Spiwo’s morning prayer is one that gives hope of peace and reconciliation. Ours is one that perpetuates sectarian and hatred. There is humility about Spiwo’s Christlike alternative thinking and a self-righteous arrogance that bears no resemblance to Christ about ours. There is a powerful verse of Scripture in the Old Testament book of Second Chronicles. The people of God are told that if they “humble themselves and pray, seek my face and turn from their wicked ways I will hear from heaven and will heal their land.” This verse was used many, many times during the Northern Ireland Troubles as a call to prayer. Indeed there might have been no other place at no other time in history when more prayer was prayed. Yet, where was the healing? There were a couple of other things in that verse ignored. It is relatively easy to pray especially if your prayer is concentrated on changes outside of yourself.

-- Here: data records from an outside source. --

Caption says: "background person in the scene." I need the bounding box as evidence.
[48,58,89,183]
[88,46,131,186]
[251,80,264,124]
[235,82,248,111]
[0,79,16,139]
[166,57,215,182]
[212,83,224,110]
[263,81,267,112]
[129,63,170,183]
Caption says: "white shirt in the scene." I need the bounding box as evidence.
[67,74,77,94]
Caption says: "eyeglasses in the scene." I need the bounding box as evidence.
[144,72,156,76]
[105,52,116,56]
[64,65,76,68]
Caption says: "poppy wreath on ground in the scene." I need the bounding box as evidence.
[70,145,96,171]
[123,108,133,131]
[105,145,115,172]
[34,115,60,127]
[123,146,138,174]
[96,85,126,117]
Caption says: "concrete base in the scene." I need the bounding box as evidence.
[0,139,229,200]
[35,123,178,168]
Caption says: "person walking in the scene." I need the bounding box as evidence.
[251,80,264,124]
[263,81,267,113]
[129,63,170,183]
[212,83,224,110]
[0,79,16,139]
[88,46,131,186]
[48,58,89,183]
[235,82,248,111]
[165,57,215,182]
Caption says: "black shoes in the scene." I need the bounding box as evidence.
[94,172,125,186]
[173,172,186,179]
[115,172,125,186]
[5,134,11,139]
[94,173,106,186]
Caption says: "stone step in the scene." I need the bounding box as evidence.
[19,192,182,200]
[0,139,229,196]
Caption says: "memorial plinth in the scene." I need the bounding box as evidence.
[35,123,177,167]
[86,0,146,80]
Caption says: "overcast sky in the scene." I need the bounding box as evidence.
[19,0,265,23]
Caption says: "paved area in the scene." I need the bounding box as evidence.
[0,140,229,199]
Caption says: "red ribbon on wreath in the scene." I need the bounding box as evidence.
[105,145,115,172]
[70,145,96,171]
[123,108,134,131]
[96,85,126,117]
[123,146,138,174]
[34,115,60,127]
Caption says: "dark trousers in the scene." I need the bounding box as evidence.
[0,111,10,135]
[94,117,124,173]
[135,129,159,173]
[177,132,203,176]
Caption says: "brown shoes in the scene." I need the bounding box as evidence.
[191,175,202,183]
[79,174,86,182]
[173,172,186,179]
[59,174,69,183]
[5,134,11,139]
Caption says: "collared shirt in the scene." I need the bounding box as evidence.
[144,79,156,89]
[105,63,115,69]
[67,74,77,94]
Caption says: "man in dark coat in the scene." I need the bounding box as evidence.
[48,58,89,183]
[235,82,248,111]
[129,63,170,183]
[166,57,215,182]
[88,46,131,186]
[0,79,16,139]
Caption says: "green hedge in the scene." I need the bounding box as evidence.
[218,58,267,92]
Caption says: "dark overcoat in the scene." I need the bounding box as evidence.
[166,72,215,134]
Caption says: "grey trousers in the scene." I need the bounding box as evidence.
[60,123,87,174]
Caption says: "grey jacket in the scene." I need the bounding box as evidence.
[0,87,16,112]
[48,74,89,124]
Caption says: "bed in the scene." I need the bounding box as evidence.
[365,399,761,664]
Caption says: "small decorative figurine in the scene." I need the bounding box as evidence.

The humility and turning from our wicked ways are a different call. They are more costly. They were conveniently lost in the equation as we blamed the Catholics for all the problems and demanded that they repented. Humility and our own turning from wickedness are a better formula for shalom or God’s Kingdom to reign in Northern Ireland as it is in heaven. We need to humbly confess our part. We need to be robust in our repentance and then as Dr. Xapile, and so many black South Africans like him, have modelled for us to be quick in the tender forgiving of those that society has deemed our enemies.